I didn’t get much thinking done, though. When I saw the turkey vulture circling low in the sky over my dad’s trailer, I could feel the anger boiling up inside me. Big Luke hated vultures. Sometimes he’d take me up into the hills and we’d use them for target practice. So I scrambled down the ladder, grabbed my thirty-ought-six and a box of shells, and crept down the path, barefooted and quiet as an Indian, with Bob Marley covering what little noise I did make.

As it turned out, I could have driven down there in a tank and the vulture perched on the edge of the trunk probably wouldn’t have noticed. Hissing and grunting, its bald red head stabbing up and down, it tore off chunk after chunk of Teddy’s ass with its curved ivory beak, leaving deep red gouges in the charred flesh.

I took cover behind the shed, then leaned out, took careful aim, and knocked the nasty old scavenger off the trunk with a single shot. Reloaded. Waited. Ten minutes, fifteen minutes…and here came another one. Gliding effortlessly, silhouetted black against the sky, it was an easy target. I led it a few inches, dropped it out of the sky. Reloaded. Waited. Half an hour later, a third vulture came soaring in from the north, but something, maybe the corpses of its buddies, alerted it, and it drifted away without ever coming into range.

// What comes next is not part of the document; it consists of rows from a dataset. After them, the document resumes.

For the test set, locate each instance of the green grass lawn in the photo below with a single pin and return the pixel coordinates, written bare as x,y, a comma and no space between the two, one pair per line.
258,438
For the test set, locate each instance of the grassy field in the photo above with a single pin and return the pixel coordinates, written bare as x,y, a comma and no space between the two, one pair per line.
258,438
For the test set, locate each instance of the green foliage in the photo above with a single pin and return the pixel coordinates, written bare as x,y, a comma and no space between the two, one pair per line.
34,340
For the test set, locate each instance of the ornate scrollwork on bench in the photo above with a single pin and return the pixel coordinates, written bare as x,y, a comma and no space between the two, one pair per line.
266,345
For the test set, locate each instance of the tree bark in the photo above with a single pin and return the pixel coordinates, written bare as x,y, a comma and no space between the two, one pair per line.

And now I was alone again, except for what was left of Teddy, and I was feeling so empty I almost missed the vultures. But then I had to laugh. Because in the distance, up the hill, I could hear Bob Marley singing about how he was gonna chase dem dirty baldheads out of de town.

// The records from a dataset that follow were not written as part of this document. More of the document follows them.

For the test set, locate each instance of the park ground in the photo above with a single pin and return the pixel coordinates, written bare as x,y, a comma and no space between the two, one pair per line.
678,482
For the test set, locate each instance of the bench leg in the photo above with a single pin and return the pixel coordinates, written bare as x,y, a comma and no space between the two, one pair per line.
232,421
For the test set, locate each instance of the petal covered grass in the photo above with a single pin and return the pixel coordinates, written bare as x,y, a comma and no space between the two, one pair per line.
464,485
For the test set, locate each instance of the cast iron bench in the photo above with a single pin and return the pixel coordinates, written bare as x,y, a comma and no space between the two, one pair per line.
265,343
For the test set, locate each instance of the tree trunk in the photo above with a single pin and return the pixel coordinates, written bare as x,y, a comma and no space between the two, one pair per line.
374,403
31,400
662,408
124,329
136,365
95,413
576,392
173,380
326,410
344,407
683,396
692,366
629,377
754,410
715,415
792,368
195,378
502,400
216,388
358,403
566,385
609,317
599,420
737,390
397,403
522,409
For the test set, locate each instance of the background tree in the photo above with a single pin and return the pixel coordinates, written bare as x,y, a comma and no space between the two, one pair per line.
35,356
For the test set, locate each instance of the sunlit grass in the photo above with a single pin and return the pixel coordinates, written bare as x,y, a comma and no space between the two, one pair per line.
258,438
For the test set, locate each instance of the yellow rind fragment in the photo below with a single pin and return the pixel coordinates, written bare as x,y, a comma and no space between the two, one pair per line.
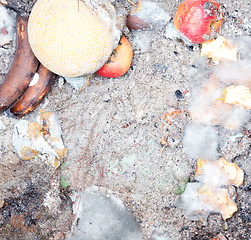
218,50
234,173
219,200
68,37
61,153
237,95
28,153
34,130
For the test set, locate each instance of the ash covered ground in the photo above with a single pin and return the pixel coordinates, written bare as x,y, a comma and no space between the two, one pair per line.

My next move was to drag a tarp out of the shed, drape it over Teddy and the trunk, then weigh the edges down with stones, not so much because I gave a shit about Teddy’s corpse, but because I just didn’t want to give the vultures the satisfaction. Then I searched the trailer. I didn’t find what Big Luke and Teddy called the inventory, but their personal stash was impressive. Close to two thousand bucks in cash, a couple ounces of weed, and a few grams of ice. (If you don’t know what ice is, that’s crank in a smokable form. If you don’t know what crank is, that’s meth. If you don’t know what meth is, consider yourself lucky.) I also found a bottle of Percodan in the medicine cabinet, along with all Teddy’s hormones and whatever. Swantzer, Theodora: take one every six to eight hours as needed for pain.

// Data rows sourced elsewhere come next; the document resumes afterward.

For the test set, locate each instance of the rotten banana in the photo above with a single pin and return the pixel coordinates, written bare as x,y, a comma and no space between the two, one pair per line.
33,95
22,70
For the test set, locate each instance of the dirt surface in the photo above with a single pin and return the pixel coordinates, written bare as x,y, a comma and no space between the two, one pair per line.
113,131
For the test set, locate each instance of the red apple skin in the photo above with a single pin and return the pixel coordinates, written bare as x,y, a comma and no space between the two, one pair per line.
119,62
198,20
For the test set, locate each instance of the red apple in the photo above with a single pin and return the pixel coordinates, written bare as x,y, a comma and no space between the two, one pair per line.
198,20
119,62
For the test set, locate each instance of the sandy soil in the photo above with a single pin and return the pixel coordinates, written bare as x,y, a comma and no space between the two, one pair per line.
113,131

I took the cash, the weed, and the pain pills, but left everything else. And now I had a hard decision to make. In the words of the Clash song, should I stay or should I go? I hadn’t done anything wrong, but when you’re fifteen, that doesn’t matter. If I stayed, there’s no way the cops would have just taken my statement and cut me loose. Instead they’d probably have put me in Juvie while they got things sorted out, then shipped me down to Santa Cruz in custody of my grandparents, Fred and Evelyn, who’d tell me what to eat, when to sleep, what to wear, and how to cut my hair.

Either that, or they’d ship me off to some kind of foster care, probably a group home, where they would also tell me what to eat, when to sleep, what to wear, and how to cut my hair. Either place they’d make me go to school until I was eighteen.

Of course, I could always just run away, but then I’d be homeless. Homeless with enough money and dope to make me the king of the runaways for a while, true, but then what?

In the end, I decided to give Fred and Evelyn one more chance to do right by me, but on three conditions. One, I would get down there on my own, rather than waiting around for the cops to arrive and possibly spending several nights in Juvie while they got the custody issues straightened out. Two, I would arrive with cash and stash sufficient to see myself through the next few months. Three, I would not call first. If my grandparents didn’t want me, I decided, let them tell me to my face.